Arnold graduated from Virginia Tech in 1986 with a degree in agricultural engineering (now called biological systems engineering). “It was a perfect combination of the lifestyle I had growing up on a farm [in Frederick County] and my love of math and science,” he says. His career spanned sectors from water resources to mobile communications to internet data centers.
One of his most memorable projects involved helping Taipei, Taiwan’s capital city, mitigate risks from strong typhoons. Arnold was part of a team that installed remote field sensors around the city and developed a system to model rainfall movement based on their data. “I was doing engineering, but I was also having an impact,” he says. “It was meaningful and purposeful.”
Now as an engineering and architecture teacher for Frederick County Public Schools, Arnold helps his students develop their own potential to make a difference—whether with a “rocket stove” water treatment solution, a harness to help transport drinking water in Ethiopia, or a low-cost rotating chair lift that assists people with mobility issues to enter and exit a vehicle.

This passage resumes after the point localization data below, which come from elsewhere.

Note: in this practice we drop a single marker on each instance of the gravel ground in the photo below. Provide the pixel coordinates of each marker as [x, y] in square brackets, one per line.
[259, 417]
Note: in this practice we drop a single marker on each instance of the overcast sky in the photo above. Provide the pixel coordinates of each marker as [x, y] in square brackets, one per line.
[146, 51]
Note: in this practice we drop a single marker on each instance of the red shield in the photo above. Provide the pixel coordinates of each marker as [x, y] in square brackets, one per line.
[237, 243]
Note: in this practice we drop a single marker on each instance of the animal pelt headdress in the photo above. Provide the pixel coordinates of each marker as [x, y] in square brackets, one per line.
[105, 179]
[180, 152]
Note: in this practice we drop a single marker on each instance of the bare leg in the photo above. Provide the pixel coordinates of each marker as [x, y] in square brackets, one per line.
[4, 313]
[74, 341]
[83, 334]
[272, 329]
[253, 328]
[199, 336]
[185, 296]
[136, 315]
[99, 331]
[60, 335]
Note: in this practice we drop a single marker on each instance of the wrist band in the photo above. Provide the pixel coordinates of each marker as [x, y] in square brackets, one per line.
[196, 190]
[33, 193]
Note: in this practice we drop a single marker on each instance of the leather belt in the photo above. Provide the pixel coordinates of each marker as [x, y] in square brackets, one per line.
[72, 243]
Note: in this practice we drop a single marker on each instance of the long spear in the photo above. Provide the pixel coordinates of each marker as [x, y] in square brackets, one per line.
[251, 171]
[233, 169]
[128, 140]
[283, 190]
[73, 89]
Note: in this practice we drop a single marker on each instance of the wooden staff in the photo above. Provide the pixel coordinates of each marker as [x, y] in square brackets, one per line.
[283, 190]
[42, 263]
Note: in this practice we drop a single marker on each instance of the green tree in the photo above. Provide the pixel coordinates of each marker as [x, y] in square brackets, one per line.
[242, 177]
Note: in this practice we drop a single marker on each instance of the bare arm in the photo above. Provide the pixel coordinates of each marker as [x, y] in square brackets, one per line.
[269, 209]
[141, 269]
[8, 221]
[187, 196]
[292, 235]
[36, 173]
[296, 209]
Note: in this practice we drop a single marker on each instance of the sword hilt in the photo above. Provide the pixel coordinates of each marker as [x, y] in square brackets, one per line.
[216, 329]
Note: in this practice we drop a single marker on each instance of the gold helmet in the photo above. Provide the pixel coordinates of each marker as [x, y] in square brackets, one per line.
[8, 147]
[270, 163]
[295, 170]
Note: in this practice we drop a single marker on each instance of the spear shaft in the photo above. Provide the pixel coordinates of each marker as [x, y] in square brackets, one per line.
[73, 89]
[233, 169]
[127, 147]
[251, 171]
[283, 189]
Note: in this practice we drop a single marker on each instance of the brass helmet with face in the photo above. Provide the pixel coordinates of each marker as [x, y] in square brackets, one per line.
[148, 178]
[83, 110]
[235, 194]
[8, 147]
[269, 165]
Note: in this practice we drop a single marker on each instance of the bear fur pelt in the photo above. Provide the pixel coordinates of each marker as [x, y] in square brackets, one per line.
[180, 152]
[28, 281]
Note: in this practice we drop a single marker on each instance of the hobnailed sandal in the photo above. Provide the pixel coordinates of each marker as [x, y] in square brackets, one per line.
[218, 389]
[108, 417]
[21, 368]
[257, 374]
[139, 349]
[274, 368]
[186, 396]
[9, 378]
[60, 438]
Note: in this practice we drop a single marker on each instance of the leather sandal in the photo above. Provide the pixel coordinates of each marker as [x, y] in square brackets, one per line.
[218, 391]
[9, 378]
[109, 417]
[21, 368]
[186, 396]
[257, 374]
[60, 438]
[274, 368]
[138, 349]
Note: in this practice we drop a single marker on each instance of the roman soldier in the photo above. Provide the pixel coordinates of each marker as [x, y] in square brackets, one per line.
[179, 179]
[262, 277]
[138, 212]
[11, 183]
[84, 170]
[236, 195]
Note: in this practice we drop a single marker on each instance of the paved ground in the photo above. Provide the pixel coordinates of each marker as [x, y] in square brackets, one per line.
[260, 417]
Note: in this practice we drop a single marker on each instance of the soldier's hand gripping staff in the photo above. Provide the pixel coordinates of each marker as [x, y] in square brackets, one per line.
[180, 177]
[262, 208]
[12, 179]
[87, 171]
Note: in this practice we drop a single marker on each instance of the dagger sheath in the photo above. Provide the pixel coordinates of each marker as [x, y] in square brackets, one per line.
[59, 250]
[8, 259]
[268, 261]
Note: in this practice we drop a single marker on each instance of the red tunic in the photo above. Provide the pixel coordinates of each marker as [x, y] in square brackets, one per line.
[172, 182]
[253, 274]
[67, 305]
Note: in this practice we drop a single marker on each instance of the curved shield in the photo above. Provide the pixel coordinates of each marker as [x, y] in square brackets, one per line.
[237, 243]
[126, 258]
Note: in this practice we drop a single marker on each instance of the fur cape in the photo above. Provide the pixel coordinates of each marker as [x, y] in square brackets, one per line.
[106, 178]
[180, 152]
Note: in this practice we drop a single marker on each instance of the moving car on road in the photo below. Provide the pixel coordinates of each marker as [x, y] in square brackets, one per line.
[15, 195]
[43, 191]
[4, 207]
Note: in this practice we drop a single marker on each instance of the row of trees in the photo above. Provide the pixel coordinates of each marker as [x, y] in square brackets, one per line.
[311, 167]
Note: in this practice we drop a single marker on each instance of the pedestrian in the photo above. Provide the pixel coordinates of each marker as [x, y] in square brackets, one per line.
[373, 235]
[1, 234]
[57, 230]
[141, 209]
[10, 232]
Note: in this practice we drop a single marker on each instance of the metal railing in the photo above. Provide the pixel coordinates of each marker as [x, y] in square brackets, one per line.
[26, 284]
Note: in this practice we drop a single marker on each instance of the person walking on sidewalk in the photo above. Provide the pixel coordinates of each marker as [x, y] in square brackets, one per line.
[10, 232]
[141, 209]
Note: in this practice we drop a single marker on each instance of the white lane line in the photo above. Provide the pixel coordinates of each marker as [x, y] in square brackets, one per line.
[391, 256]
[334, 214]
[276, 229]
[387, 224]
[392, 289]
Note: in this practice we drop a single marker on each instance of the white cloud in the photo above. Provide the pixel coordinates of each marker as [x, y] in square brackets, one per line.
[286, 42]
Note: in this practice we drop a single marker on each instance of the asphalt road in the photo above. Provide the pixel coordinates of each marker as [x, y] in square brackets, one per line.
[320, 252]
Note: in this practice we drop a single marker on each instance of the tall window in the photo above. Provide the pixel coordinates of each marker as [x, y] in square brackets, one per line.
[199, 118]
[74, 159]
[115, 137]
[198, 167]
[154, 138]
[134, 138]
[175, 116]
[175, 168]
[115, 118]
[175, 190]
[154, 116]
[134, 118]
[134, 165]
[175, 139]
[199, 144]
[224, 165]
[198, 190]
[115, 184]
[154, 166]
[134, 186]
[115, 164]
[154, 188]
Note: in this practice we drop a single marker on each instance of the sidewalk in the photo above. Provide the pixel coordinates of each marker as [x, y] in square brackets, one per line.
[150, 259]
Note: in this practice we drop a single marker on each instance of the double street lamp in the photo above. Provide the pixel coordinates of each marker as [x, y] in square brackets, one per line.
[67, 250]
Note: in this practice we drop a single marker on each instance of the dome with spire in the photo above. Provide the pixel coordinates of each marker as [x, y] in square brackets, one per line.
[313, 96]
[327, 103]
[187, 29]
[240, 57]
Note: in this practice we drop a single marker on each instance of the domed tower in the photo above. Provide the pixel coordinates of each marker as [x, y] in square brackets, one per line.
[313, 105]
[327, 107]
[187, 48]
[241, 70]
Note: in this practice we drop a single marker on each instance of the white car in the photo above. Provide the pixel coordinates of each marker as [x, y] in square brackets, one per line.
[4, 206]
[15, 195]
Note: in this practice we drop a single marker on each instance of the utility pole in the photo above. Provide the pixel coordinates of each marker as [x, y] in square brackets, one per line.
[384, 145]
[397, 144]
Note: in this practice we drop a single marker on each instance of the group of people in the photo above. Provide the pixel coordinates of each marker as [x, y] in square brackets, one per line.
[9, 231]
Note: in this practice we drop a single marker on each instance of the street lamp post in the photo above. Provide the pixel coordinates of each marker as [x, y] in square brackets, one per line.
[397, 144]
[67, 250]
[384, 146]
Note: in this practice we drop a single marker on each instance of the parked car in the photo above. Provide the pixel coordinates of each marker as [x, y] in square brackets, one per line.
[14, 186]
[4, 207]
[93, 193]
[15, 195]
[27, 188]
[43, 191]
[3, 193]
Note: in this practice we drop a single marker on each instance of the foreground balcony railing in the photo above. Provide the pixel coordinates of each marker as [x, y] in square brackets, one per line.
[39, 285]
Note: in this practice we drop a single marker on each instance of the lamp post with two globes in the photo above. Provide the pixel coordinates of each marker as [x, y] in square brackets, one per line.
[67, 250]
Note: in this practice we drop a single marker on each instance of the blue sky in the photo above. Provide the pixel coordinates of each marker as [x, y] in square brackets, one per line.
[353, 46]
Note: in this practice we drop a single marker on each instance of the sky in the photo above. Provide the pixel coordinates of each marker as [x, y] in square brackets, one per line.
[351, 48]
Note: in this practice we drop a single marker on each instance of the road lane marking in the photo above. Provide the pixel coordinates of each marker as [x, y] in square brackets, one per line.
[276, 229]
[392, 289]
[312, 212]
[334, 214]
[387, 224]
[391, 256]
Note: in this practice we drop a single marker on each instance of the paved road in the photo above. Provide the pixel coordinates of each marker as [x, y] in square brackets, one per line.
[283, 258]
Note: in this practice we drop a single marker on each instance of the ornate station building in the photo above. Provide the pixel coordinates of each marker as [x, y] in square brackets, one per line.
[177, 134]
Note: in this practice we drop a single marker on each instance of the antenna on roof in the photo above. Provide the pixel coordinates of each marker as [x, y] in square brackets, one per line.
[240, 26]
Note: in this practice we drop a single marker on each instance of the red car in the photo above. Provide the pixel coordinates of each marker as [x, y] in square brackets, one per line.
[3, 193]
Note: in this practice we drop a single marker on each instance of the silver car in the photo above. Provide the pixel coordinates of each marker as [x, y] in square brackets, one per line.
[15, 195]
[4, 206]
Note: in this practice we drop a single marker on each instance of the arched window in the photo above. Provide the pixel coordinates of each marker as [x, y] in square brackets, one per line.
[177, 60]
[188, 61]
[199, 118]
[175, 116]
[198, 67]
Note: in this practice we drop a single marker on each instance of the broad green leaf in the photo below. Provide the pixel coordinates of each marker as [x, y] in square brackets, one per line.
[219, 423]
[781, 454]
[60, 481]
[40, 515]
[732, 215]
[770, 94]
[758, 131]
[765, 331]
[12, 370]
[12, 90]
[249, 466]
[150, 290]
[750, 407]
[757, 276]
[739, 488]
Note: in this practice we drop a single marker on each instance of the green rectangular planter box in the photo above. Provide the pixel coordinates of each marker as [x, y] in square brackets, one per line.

“I love that the work [students are] doing is helping prepare them for further education and careers in a field I enjoyed for 25 years,” Arnold says. Since he knows the expectations students will encounter in the workplace, he can help them gain the skills to create a “strong foundation for success.” It’s a type of fulfillment that “only came to me as a teacher, not as a contributor to a project,” he adds.
Arnold involves students in team projects, based on their interests, rather than individual assignments. “What they learn and experience and how they grow when they’re on a team is orders of magnitude better than when they work on their own,” he says. The former engineer wants to see more large-scale, hands-on, team-based projects in high school engineering education.
“I like the inclusion of invention education, where students have to come up with original work to solve a real-world problem,” he says. “You’re taking them beyond the curriculum, and the curriculum is necessary, but it should be a curriculum as applied to project work. If we can do that, then education becomes more individualized.”
Arnold wants to continue teaching for as long as he can, and he urges others to consider a similar path: “There may come a time in your career when you have an opportunity to do something new,” he suggests. “I would encourage you to offer yourself as a substitute teacher for your local school system and see if that experience touches you the way it did me … As I did, you might discover a second career.”
The biggest difference he’s made in his life has been with students, Arnold notes. “I am where I want to be. I am doing what I want to do. I have found my place.”
Rina Diane Caballar is a freelance writer covering technology and its intersections with science, society, and the environment.